You'll giggle, then roar, usually in public places... August 20, 2000 27 out of 29 found this review helpful
The days when David Sedaris was on Morning Edition on NPR (National Public Radio), I was always late for work. His commentaries on being a single gay man working odd-jobs or cleaning apartments in New York City were some of the fall-down funniest things I've ever heard. In print, he is no less skillful at making me weep with laughter. Sedaris, in a raw, honest manner, describes the events of his childhood and young adulthood - as perceived by his incredibly humorous and rich imagination.

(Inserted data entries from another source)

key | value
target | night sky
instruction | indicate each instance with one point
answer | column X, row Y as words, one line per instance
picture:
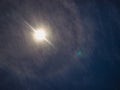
column 85, row 50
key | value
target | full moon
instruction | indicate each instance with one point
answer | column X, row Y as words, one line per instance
column 40, row 35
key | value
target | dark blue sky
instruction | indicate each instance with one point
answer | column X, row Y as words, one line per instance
column 86, row 37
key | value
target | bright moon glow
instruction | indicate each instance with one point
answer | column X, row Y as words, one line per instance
column 39, row 35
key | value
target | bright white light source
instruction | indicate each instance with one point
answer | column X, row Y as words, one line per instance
column 40, row 34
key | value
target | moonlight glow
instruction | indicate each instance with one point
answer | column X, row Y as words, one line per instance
column 40, row 35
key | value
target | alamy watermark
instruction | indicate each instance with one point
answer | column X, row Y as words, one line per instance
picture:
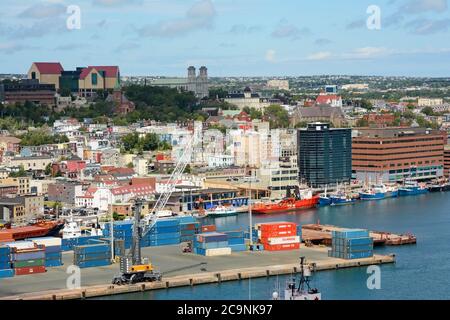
column 74, row 280
column 374, row 280
column 73, row 22
column 373, row 22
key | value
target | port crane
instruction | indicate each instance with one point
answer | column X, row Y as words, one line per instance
column 133, row 267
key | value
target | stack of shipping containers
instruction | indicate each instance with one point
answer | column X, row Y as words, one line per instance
column 278, row 236
column 94, row 255
column 53, row 251
column 27, row 258
column 211, row 244
column 236, row 240
column 5, row 262
column 351, row 244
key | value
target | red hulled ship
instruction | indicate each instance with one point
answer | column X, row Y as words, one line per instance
column 38, row 229
column 301, row 200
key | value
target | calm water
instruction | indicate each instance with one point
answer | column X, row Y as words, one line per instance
column 422, row 271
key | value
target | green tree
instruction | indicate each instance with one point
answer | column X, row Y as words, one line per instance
column 428, row 111
column 278, row 116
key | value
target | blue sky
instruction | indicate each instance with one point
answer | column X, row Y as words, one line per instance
column 231, row 37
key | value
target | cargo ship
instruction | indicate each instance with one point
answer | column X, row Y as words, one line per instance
column 379, row 192
column 412, row 188
column 39, row 229
column 288, row 204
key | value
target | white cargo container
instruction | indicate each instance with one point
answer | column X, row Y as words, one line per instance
column 218, row 252
column 21, row 245
column 48, row 241
column 284, row 240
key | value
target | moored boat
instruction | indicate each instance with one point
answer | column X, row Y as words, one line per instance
column 221, row 211
column 412, row 188
column 378, row 192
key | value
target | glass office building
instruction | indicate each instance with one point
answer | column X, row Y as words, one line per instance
column 324, row 155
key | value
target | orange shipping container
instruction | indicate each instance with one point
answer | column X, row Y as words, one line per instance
column 211, row 228
column 278, row 226
column 282, row 247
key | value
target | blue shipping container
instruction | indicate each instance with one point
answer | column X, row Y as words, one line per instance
column 6, row 273
column 238, row 247
column 92, row 248
column 167, row 223
column 53, row 263
column 233, row 241
column 28, row 256
column 212, row 245
column 93, row 263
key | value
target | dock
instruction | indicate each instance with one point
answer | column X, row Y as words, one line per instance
column 178, row 270
column 321, row 234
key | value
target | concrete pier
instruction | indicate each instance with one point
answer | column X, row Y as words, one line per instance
column 239, row 266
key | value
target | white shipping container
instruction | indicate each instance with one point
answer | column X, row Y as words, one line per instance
column 284, row 240
column 48, row 241
column 218, row 252
column 20, row 245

This collection of essays cover everything from his mother's sharp, accurate portrayal of his tics, his job as a mental health institution assistant, his sister's wedding/his mother's death, to dealing with (while in high school) being gay, and many of the funny little stories that make up being a member of a family, any family. His wit is dry, sharp, poignant, and philosophical all the same time. And after listening to his voice on those cold mornings on the radio, I can "hear" him tell these tales. What a riot! I have read some of the other reviewers who gave this book a one and all I can say is that I pity the person who does not have a sense of humor because they miss out on the absolute joy of reading anything by Sedaris - or even better, listening to him. wow.